Brain tumour genetic network signatures of survival

TL;DR

This study uses Bayesian network models to uncover genetic interaction patterns in gliomas, revealing signatures that better predict patient survival than current diagnostic categories.

Contribution

It introduces a hierarchical Bayesian network approach to model complex genetic interactions in gliomas, improving survival prediction accuracy.

Findings

Hierarchical genetic network signatures correlate with survival outcomes.

Bayesian models outperform current diagnostic categories in prognostic accuracy.

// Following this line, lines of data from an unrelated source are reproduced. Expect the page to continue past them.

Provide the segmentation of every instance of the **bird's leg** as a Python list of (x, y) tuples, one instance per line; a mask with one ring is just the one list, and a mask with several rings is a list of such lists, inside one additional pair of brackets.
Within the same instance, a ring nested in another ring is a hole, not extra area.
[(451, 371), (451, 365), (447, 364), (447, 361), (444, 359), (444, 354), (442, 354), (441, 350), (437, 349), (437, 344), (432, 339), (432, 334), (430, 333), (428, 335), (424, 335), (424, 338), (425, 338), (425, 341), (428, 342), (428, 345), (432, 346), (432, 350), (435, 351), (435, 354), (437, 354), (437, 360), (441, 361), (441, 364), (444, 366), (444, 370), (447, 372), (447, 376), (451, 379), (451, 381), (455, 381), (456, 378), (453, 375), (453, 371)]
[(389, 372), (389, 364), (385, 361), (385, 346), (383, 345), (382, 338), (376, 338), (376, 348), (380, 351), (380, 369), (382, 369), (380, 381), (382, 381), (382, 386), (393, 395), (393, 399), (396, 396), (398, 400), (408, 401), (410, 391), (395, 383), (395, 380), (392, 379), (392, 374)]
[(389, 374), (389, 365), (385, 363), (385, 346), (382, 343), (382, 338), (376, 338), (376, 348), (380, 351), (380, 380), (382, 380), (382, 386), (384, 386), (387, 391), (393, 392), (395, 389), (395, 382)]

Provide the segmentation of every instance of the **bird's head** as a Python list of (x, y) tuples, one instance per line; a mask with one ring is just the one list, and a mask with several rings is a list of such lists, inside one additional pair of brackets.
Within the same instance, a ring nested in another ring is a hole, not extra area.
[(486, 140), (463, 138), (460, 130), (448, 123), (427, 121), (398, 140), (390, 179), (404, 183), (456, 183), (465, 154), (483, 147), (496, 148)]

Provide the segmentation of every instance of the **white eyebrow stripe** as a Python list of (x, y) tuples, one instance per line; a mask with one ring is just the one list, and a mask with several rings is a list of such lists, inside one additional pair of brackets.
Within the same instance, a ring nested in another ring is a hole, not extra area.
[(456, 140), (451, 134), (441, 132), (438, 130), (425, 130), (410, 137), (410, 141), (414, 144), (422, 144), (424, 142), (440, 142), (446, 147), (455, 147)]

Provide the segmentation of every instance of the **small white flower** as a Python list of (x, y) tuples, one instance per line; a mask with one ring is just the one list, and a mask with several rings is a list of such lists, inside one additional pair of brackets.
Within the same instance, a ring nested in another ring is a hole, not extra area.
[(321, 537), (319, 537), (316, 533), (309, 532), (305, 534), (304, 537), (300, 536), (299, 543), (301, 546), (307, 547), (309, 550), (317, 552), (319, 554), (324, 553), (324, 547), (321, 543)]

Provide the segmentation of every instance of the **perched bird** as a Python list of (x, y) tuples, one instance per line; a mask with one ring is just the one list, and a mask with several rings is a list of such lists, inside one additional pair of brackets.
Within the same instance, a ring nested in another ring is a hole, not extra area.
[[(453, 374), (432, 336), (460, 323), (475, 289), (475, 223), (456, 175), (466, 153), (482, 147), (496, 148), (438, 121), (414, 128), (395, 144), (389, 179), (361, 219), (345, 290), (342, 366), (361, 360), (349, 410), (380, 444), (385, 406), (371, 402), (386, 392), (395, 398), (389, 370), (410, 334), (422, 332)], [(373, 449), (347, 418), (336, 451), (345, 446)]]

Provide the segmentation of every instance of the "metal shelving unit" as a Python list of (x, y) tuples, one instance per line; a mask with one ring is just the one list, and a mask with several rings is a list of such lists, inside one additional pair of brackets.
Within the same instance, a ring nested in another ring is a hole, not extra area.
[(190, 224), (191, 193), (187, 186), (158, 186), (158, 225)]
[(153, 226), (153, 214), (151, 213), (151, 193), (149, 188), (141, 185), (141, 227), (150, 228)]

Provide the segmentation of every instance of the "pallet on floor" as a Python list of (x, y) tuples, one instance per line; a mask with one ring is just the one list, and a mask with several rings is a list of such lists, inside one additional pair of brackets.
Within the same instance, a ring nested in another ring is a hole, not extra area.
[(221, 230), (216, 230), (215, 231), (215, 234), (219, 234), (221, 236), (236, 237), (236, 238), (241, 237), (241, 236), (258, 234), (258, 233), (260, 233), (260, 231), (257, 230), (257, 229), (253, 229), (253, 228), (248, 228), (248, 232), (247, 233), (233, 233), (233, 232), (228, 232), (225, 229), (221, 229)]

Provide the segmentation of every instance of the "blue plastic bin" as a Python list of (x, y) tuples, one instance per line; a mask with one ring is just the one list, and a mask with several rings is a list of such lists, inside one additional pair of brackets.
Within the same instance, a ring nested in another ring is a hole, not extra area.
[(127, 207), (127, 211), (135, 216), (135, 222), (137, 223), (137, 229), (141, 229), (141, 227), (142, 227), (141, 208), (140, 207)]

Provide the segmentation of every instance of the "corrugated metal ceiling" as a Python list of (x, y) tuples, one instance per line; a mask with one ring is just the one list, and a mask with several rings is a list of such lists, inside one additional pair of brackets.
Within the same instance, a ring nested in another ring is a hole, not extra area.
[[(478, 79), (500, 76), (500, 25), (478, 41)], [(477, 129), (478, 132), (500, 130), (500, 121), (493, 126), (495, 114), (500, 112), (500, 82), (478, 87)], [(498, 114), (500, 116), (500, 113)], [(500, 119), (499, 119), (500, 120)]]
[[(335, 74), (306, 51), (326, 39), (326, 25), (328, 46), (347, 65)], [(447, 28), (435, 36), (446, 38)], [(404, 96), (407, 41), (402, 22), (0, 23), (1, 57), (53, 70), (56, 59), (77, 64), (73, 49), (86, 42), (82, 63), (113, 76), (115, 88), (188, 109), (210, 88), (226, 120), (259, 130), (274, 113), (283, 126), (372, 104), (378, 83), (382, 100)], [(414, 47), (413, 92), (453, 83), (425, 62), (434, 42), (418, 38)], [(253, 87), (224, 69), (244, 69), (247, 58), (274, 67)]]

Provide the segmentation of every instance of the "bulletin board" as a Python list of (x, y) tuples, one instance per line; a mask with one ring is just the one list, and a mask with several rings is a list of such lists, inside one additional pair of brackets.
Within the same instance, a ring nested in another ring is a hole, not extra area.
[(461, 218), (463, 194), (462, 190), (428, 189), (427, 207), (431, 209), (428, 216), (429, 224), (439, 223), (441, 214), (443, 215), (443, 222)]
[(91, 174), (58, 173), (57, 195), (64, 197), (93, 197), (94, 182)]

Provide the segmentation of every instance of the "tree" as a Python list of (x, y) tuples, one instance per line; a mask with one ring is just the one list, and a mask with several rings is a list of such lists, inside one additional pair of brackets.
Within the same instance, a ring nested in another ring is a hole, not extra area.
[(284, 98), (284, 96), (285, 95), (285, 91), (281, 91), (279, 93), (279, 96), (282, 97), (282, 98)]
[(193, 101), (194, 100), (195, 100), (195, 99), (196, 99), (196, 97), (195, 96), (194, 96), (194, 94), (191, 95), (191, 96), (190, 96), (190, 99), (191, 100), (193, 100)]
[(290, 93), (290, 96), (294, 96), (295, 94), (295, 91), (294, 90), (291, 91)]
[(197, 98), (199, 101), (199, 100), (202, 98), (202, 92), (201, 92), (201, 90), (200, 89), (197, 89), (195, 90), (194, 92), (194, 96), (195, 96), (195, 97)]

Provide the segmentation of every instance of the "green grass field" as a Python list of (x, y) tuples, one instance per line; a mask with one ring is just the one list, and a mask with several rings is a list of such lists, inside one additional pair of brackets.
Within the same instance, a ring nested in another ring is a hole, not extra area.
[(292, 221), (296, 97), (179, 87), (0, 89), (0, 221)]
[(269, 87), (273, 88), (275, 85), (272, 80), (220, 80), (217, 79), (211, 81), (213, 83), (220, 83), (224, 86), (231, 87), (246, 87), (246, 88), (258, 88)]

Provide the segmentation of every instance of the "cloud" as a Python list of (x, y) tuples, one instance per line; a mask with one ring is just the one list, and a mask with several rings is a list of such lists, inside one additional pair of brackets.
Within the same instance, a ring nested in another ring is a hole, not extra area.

Distinct genetic interaction patterns identified across glioma subtypes.

Abstract

Tumour heterogeneity is increasingly recognized as a major obstacle to therapeutic success across neuro-oncology. Gliomas are characterised by distinct combinations of genetic and epigenetic alterations, resulting in complex interactions across multiple molecular pathways. Predicting disease evolution and prescribing individually optimal treatment requires statistical models complex enough to capture the intricate (epi)genetic structure underpinning oncogenesis. Here, we formalize this task as the inference of distinct patterns of connectivity within hierarchical latent representations of genetic networks. Evaluating multi-institutional clinical, genetic, and outcome data from 4023 glioma patients over 14 years, across 12 countries, we employ Bayesian generative stochastic block modelling to reveal a hierarchical network structure of tumour genetics spanning molecularly confirmed glioblastoma, IDH- wildtype; oligodendroglioma, IDH-mutant and 1p/19q codeleted; and astrocytoma, IDH- mutant. Our findings illuminate the complex dependence between features across the genetic landscape of brain tumours, and show that generative network models reveal distinct signatures of survival with better prognostic fidelity than current gold standard diagnostic categories.